Smarter, better educated people by far elected Obama. States accounting for 72% of GDP preferred him, and states accounting for 36% of GDP preferred him by margins of more than 20%. (The people who preferred McCain by a similar margin collectively account for 5% of GDP. They are undoubtedly the same ones now making all the noise.)

Productive people of all kinds supported Obama with time and money because they were tired of lies and grossly incompetent government. So did most experts.

These folks are hardly nervous nellies. They are the “silent majority” today. Unlike our scatterbrained media and the near-violent nut cases, they are used to solving problems the American way: with brains, resolve, patience and perseverence. They are still securely in Obama’s corner.

Why? Because they recognize his competence and strategic vision. Because he has made a solid down payment or nearly delivered on his most important campaign promises and his priorities on taking office. Because they know that Rome wasn’t built in a day and that the President has an extraordinary record of achievement after only seven months in office.
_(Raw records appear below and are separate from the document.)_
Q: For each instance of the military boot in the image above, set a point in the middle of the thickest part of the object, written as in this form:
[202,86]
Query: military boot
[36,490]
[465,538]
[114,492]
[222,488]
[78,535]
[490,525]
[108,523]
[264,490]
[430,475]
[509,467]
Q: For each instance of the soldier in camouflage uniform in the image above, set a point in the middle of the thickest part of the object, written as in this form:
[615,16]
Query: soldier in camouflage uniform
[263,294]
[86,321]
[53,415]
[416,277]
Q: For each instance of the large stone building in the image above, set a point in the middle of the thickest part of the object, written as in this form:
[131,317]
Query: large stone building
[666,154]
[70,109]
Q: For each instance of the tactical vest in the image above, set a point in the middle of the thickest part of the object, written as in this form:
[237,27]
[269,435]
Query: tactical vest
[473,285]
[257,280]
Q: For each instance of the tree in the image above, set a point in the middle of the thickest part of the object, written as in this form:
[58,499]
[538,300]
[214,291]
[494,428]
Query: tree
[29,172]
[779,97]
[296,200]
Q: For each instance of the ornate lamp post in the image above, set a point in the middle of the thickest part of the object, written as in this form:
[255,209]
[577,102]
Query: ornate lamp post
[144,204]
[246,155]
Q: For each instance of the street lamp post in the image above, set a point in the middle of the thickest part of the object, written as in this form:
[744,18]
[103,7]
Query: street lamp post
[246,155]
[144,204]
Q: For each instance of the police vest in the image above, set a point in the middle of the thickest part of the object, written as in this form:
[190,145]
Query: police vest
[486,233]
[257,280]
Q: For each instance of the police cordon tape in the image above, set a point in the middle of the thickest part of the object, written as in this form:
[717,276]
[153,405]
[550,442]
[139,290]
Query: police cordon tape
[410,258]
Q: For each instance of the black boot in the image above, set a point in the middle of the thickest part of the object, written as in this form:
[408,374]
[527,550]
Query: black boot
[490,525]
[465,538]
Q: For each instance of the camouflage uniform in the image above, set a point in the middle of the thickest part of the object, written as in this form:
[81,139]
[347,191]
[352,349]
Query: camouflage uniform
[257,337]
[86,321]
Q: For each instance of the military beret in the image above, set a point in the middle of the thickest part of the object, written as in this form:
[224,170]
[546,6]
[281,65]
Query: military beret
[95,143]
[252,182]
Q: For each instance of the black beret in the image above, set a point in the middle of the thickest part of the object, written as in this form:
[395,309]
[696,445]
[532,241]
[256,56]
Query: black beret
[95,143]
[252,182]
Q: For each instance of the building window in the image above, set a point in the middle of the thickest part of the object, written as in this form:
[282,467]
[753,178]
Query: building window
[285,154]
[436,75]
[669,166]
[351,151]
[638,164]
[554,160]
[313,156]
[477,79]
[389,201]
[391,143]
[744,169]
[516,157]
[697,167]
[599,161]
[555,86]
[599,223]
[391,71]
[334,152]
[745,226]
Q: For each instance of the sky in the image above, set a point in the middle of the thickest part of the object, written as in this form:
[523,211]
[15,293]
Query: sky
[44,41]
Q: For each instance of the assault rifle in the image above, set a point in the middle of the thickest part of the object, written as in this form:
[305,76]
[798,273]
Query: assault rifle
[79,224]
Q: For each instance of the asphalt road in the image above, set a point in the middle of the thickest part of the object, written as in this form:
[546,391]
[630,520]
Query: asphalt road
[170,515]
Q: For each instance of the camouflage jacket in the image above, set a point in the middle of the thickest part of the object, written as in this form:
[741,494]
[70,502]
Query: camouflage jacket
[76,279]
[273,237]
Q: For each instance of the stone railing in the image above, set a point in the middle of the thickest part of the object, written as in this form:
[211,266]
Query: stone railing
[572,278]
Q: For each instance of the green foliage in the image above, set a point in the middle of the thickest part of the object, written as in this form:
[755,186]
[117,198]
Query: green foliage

This productive, silent majority is waiting patiently, with high resolve, to see how the President’s plans and strategies (most of which have been brilliant) unfold. It’s not making much noise because it’s more than satisfied with him, his team, and his competence.
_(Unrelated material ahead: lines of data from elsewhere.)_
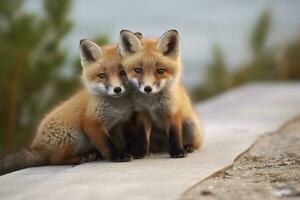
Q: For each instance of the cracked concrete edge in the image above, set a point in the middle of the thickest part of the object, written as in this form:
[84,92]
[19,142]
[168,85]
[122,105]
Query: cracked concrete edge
[216,173]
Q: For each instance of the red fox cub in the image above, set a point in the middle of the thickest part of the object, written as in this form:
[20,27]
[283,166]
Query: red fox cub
[154,69]
[91,118]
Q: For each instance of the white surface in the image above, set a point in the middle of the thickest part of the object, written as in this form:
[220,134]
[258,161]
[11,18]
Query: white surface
[232,122]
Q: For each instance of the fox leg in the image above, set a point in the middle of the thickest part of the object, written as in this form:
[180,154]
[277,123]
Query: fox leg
[192,134]
[140,135]
[99,136]
[174,133]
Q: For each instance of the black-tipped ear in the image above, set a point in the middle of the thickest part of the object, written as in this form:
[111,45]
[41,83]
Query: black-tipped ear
[129,43]
[90,52]
[169,43]
[139,35]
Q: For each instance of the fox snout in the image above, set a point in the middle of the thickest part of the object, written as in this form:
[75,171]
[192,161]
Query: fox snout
[116,90]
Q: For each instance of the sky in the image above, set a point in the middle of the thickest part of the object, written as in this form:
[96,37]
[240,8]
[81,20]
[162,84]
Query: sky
[201,25]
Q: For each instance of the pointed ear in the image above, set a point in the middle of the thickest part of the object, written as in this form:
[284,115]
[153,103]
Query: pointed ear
[169,44]
[89,52]
[129,43]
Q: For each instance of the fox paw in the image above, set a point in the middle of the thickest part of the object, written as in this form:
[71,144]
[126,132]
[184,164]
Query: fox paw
[89,157]
[178,153]
[188,148]
[139,153]
[121,157]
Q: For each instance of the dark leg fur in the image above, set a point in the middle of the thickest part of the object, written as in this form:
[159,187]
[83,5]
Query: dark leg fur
[117,145]
[137,143]
[136,139]
[22,159]
[175,145]
[188,129]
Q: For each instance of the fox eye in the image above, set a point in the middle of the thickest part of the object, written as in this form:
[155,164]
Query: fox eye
[122,73]
[138,70]
[102,75]
[161,71]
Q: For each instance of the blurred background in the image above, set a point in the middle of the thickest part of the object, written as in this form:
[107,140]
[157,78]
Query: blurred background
[224,44]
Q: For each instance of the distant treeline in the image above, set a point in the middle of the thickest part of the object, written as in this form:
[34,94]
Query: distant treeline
[278,62]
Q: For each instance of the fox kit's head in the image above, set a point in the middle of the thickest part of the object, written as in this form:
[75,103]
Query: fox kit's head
[102,70]
[151,65]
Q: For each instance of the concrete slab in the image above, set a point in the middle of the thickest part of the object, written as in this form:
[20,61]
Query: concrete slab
[233,121]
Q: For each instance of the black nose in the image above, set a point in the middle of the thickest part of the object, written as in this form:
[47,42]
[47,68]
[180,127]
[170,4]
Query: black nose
[117,90]
[147,89]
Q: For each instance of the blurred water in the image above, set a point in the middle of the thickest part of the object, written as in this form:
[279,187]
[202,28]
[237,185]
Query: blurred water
[201,24]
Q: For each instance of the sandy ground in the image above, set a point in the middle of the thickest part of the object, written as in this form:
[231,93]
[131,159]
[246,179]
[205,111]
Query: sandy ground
[270,169]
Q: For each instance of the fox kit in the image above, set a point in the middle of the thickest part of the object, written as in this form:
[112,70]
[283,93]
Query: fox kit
[160,100]
[88,119]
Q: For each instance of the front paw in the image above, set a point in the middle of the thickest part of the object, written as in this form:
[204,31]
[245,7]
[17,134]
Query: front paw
[89,157]
[121,157]
[178,153]
[139,153]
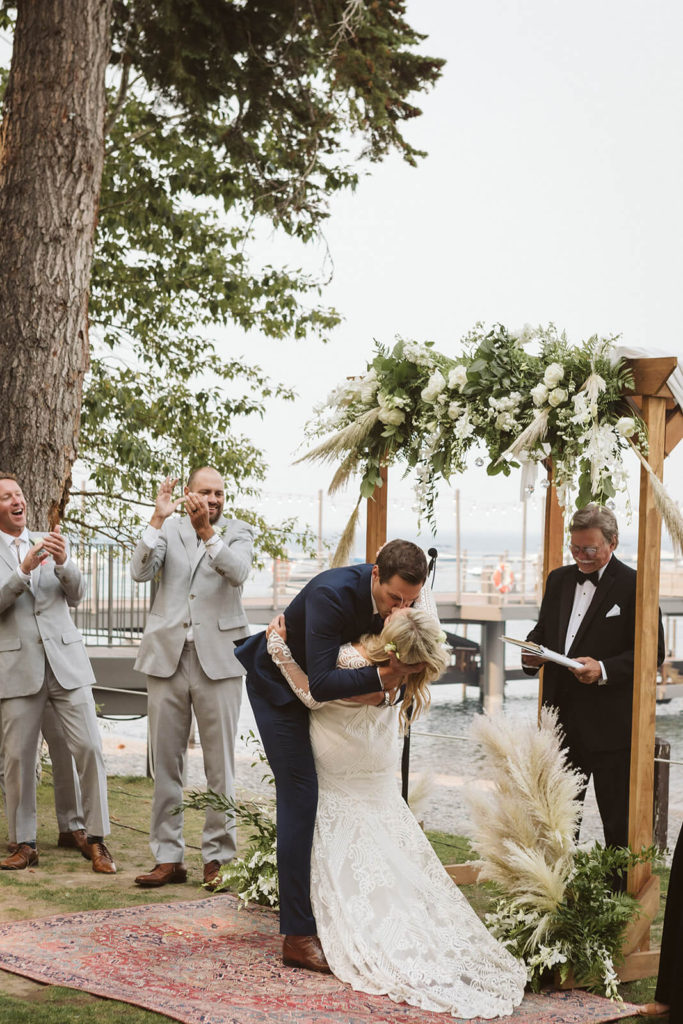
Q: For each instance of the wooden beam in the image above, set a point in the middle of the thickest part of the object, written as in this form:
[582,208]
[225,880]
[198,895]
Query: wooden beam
[650,374]
[637,931]
[377,516]
[674,430]
[645,653]
[644,964]
[553,543]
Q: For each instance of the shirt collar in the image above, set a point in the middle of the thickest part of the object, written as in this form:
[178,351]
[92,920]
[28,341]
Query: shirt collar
[372,598]
[9,538]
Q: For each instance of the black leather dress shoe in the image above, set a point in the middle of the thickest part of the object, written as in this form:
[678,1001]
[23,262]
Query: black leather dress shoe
[305,951]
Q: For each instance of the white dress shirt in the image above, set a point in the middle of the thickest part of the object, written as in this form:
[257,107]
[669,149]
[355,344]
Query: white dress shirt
[583,595]
[151,537]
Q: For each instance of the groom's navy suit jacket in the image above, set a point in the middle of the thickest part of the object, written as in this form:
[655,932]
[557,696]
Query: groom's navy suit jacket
[334,608]
[596,717]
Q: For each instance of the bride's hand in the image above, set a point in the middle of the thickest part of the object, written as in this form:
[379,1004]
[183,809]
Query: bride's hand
[276,626]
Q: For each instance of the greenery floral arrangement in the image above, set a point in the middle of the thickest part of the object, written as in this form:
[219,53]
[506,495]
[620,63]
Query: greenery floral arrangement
[563,402]
[253,877]
[555,907]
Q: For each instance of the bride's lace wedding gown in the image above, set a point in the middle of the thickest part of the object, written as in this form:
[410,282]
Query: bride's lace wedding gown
[390,920]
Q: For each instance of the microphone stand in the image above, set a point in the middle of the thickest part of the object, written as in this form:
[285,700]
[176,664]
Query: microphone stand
[406,753]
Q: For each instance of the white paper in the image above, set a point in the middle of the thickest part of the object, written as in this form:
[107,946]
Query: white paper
[541,651]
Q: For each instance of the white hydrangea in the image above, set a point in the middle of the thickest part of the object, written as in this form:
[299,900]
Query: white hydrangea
[582,409]
[557,396]
[540,393]
[523,334]
[553,375]
[369,386]
[435,385]
[458,378]
[626,426]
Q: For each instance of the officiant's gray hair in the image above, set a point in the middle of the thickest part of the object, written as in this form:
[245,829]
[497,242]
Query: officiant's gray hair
[595,516]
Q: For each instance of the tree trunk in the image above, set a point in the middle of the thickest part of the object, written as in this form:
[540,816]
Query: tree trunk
[51,151]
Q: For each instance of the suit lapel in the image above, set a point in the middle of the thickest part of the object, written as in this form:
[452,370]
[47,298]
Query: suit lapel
[188,538]
[602,591]
[7,555]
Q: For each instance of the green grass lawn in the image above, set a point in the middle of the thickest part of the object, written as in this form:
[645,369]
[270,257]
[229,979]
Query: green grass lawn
[65,882]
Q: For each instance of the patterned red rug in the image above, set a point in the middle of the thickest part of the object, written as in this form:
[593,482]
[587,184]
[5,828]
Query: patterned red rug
[213,962]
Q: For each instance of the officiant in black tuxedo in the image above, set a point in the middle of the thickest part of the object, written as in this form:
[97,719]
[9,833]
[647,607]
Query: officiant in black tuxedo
[589,613]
There are some real potential roadblocks. There are members of Congress who oppose changes the nation needs because they are too stupid to see the benefit, because they think their constituents are, because they have the habit of pandering to local interests heedless of the general welfare, or because they see opposition and failure—regardless of impact on the nation—as the best way to increase their personal power. They include people like John Boehner (R., Ohio), Mitch McConnell (R., Ky.), Jeff Sessions (R., Ala.), and John Ensign (R., Nev.). Except for Boehner, they come from small states, which our Great Compromise left with unjustified and disproportionate power.
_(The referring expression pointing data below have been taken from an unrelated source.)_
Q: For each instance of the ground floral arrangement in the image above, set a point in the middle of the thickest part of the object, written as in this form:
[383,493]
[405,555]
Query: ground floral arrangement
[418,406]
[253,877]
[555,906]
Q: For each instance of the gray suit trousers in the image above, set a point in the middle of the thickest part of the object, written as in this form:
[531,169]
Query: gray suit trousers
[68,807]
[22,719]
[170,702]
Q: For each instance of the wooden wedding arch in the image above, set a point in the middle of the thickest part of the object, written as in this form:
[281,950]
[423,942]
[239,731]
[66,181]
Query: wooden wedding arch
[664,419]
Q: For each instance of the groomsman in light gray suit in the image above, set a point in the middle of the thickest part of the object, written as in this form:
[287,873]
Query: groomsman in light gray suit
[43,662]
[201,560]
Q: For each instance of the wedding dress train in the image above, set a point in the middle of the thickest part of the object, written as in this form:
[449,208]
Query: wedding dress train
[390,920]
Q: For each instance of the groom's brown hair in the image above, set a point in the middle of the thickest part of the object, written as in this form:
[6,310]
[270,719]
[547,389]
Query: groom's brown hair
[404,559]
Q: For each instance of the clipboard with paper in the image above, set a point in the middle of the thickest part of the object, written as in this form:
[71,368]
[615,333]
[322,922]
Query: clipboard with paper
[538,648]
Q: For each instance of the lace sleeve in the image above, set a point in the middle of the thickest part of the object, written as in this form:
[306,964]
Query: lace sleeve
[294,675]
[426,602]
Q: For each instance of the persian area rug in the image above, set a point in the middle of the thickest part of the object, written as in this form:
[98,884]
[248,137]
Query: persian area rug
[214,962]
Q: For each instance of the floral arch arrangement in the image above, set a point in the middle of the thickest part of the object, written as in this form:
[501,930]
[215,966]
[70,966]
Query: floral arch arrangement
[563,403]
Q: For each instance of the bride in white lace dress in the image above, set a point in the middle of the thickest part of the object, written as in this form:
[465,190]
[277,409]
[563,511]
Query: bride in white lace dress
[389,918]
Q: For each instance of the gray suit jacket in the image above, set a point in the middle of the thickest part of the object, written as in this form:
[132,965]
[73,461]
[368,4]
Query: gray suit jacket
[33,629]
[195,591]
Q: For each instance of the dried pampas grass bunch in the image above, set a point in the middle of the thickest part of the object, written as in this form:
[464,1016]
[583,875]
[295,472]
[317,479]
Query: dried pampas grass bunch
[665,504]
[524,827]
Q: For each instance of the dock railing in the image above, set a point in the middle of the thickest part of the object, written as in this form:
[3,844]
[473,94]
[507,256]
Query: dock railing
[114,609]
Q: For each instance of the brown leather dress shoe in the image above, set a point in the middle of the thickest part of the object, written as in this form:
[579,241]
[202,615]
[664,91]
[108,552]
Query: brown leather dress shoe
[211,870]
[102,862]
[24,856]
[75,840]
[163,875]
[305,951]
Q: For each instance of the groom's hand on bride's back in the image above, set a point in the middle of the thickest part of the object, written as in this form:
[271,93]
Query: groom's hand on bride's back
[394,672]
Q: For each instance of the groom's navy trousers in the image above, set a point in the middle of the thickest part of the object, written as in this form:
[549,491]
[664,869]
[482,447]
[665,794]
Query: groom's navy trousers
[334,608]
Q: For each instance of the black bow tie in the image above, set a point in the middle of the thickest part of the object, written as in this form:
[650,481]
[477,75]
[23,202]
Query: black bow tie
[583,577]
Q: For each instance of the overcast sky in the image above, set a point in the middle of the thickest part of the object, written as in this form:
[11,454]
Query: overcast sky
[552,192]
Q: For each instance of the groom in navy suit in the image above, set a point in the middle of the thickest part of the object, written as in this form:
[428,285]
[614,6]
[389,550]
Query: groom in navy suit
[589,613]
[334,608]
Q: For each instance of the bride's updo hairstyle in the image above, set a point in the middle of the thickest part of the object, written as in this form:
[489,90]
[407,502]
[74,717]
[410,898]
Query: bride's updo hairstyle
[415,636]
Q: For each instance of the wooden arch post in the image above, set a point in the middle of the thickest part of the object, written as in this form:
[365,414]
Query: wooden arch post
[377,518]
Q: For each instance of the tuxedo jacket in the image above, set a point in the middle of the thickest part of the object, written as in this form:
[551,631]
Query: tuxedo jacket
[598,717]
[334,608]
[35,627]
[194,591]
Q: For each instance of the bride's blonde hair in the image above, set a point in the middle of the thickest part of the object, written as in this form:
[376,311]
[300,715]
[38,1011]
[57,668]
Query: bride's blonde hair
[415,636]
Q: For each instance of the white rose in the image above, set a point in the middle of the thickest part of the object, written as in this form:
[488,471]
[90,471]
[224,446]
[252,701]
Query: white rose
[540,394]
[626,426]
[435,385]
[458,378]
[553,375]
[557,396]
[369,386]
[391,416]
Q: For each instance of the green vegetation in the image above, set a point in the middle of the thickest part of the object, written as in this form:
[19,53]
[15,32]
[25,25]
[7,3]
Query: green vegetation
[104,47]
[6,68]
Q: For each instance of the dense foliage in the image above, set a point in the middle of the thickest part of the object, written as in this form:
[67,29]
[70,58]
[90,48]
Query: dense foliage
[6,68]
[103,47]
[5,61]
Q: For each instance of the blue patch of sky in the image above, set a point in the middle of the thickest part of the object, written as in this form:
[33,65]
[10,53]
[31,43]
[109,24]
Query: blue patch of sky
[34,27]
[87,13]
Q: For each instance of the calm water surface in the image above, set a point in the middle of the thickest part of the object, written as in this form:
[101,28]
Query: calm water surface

Now Chuck Grassley, so avuncular and reasonable-sounding, has joined their group. Although his home state of Iowa is not known for its coal mines, he has pushed for huge loopholes in cap and trade favoring the coal industry. Then he opposed the bill as a whole, presumably because the loopholes weren’t big enough. Next he adds insult to injury by voting to keep nonsensical tariffs on cane-derived ethanol, which is four times more energy efficient than the corn-derived junk his state’s farmers produce.

The mobs at town-hall meetings may not understand the damage these folks are doing to our nation, but the folks who voted for Obama do. Many of them are Baby Boomers just entering retirement, with plenty of time and money to exact a political price for that damage. Grassley in particular would do well to remember that his home state of Iowa gave Obama his start in the presidential campaign. The good people of Iowa—let alone the highly educated experts who are Obama’s core constituency— won’t forget betrayal easily.

Like a rattlesnake on the ground, the nay-sayers and obstructionists are making lots of noise. But like that same rattlesnake, they have more to fear from the Homo sapiens walking overhead than vice versa. The story is not yet told, and the polls are vacillating, but if you want to keep your money, I wouldn’t bet on the mob.